What made Black Adam truly unique, however, was his unique perspective which juxtaposed that of the Justice Society. Black Adam believes in swift action and death sentences, he believes in giving power to the people, overthrowing oppressors, and the bond between mother and son.
The Justice Society is primarily concerned with international affairs and law. Therefore, the people of Kahndaq quickly named Black Adam the country’s champion, as he concerned himself much more with their plight under their oppressors than the Justice Society ever did.
Overall, the film is an exciting experience. The movie jumps quickly from scene to scene, offering just enough backstory to get the point across, but not enough to offer any substantial payoff for viewers.
The film’s breakneck speed comes at a detriment to the film.
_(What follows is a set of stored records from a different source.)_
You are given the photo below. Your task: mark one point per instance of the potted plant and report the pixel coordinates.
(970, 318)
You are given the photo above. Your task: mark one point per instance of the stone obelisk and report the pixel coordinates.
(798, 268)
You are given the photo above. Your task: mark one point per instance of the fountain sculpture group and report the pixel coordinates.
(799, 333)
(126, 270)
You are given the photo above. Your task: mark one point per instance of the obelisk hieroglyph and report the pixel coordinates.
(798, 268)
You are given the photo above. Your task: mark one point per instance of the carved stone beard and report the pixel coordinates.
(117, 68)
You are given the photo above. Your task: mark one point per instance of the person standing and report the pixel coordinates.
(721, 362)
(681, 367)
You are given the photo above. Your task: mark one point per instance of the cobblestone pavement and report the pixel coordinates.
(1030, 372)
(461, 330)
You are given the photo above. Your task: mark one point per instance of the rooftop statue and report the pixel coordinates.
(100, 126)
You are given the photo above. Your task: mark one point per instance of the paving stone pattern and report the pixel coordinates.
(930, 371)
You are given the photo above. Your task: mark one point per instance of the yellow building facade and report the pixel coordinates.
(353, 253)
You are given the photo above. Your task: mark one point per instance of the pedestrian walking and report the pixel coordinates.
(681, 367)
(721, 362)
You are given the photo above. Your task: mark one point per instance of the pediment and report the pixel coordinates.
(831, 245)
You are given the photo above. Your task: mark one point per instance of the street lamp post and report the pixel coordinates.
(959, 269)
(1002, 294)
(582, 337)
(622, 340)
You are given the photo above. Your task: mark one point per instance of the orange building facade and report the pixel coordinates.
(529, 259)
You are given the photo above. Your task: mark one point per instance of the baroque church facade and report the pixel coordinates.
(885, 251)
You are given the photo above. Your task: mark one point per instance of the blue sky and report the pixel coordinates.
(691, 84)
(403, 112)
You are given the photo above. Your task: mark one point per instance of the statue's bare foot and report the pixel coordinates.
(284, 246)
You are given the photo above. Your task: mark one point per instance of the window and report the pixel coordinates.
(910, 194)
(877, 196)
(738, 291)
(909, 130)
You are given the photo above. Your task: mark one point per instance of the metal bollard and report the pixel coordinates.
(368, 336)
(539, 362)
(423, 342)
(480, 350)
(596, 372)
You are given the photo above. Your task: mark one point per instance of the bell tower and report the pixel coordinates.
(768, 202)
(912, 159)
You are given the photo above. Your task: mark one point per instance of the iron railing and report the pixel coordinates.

One could argue that it keeps viewers engaged, but it also leaves the plot feeling messy. Because of the quick development, the film is prone to plot holes, particularly ones that have to do with characters.
Some of the decisions that the characters made in the film were radically out of place. In one instance, Dr. Fate makes a reckless decision that completely assassinates his character, and puts the people in the film in jeopardy, just to save a “friend” with whom he barely exchanged a truly kind word throughout the film. This mistake was completely avoidable, but its presence did not unalterably change my perception of the movie.
Black Adam offers a glimpse of hope to superhero movie addicts and the average viewer, despite the bad reviews from critics. Black Adam shows immense promise for the future of DC and offers a palatable and unsophisticated weekend activity to moviegoers around the nation.